The Guilty

The long dark night of one deskbound cop’s soul.

If a standalone movie can somehow be a bottle episode of itself, then Gustav Möller’s gripping The Guilty qualifies, while also being a testament to the importance of sound mixing. Asger (Jakob Cedergren) is a disgraced police officer working the graveyard shift in an emergency call center in Copenhagen. He’s more than a little judgmental toward the callers: If you get mugged in the Red-Light District, how’s that his problem, exactly? But then the dickish Asger receives a call from a tearful woman (Jessica Dinnage) who’s been kidnapped by her ex-husband (Johan Olsen).

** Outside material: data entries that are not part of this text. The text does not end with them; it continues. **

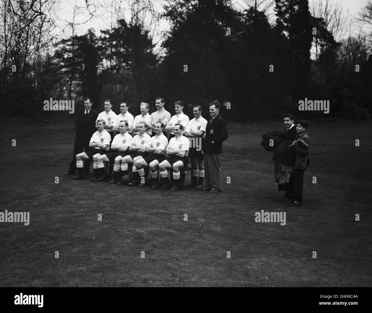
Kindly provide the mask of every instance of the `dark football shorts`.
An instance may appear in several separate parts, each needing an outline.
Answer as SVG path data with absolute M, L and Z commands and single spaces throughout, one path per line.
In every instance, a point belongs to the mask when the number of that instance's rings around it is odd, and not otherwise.
M 189 157 L 192 159 L 196 158 L 199 160 L 203 160 L 204 159 L 204 151 L 202 150 L 198 151 L 196 150 L 196 148 L 190 148 L 189 150 Z
M 89 151 L 85 152 L 85 154 L 88 156 L 89 159 L 91 160 L 93 160 L 93 156 L 95 154 L 98 154 L 102 155 L 103 154 L 106 154 L 107 153 L 107 151 L 106 150 L 104 150 L 103 149 L 94 149 L 92 150 L 89 150 Z
M 145 158 L 146 156 L 148 155 L 148 153 L 146 153 L 145 152 L 142 152 L 141 153 L 133 153 L 131 154 L 129 154 L 129 156 L 132 158 L 132 159 L 133 159 L 136 156 L 141 156 L 142 158 Z
M 125 156 L 128 155 L 128 152 L 112 152 L 106 154 L 106 156 L 110 162 L 113 162 L 115 161 L 115 159 L 116 156 L 120 155 L 121 156 Z
M 157 160 L 159 163 L 161 163 L 165 159 L 165 155 L 164 154 L 153 154 L 149 156 L 144 158 L 144 159 L 147 163 L 147 165 L 150 165 L 150 163 L 154 160 Z
M 173 166 L 173 163 L 175 163 L 177 161 L 182 161 L 183 162 L 183 167 L 186 167 L 187 166 L 187 164 L 189 163 L 189 158 L 187 156 L 184 156 L 183 158 L 181 158 L 180 156 L 173 156 L 168 159 L 167 161 L 169 162 L 169 164 L 172 166 Z

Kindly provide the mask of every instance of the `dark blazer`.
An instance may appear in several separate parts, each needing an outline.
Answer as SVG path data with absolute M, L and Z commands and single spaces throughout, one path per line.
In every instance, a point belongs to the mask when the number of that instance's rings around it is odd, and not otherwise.
M 222 153 L 222 143 L 229 137 L 226 122 L 219 114 L 212 122 L 207 123 L 203 145 L 205 153 L 219 154 Z M 214 143 L 212 143 L 213 141 Z
M 296 136 L 296 140 L 301 138 L 305 142 L 310 145 L 309 136 L 304 132 L 302 134 L 298 135 Z M 308 165 L 308 155 L 309 155 L 309 148 L 303 149 L 298 146 L 297 147 L 292 146 L 292 148 L 295 150 L 295 165 L 293 168 L 295 170 L 306 170 Z
M 297 135 L 297 131 L 296 130 L 296 125 L 293 125 L 291 129 L 287 129 L 285 131 L 285 133 L 287 134 L 288 140 L 290 140 L 291 139 L 294 140 L 295 137 Z
M 87 118 L 84 122 L 85 113 L 85 108 L 80 109 L 77 113 L 75 124 L 75 133 L 77 136 L 86 136 L 90 139 L 92 135 L 97 131 L 96 121 L 98 116 L 98 112 L 90 109 Z

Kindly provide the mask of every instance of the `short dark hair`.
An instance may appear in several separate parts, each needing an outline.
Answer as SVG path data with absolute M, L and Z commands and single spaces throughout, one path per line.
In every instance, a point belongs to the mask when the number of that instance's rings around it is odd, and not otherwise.
M 183 106 L 183 102 L 182 101 L 176 101 L 174 102 L 175 105 L 179 105 L 180 107 Z
M 145 102 L 141 102 L 141 104 L 140 105 L 140 107 L 141 107 L 141 105 L 144 105 L 147 109 L 150 108 L 150 105 Z
M 290 120 L 292 121 L 295 119 L 295 117 L 290 113 L 285 113 L 282 117 L 283 118 L 285 117 L 288 117 Z
M 209 107 L 211 107 L 213 105 L 216 107 L 216 109 L 221 108 L 221 104 L 218 102 L 218 100 L 215 100 L 213 102 L 211 102 L 209 104 Z
M 307 129 L 309 127 L 309 123 L 306 121 L 299 121 L 296 123 L 296 125 L 299 124 L 302 127 L 305 127 Z
M 161 97 L 158 97 L 156 98 L 156 99 L 160 100 L 162 103 L 164 103 L 164 99 L 161 98 Z
M 177 126 L 177 125 L 180 126 L 180 130 L 183 130 L 183 126 L 182 126 L 182 124 L 179 124 L 177 123 L 176 124 L 174 124 L 174 126 Z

Möller’s camera never leaves the confines of the call center for the duration of the film, and Asger’s own spiritual descent as the night wears on is mirrored by his physical surroundings growing darker and more claustrophobic — until a final shot that reframes everything that came before it, or at least signifies that the influence of John Ford’s The Searchers knows no bounds. And while the focus is always on Jakob Cedergren’s face, The Guilty nonetheless creates a lush, scary outside world through just the sound coming from Asger’s headset. The Guilty’s biggest strain on suspension of disbelief is how the cell phones maintain the fidelity of landlines in the worst of conditions, but that’s movie magic for ya.

Not rated.
Opens Friday at the Opera Plaza Cinema.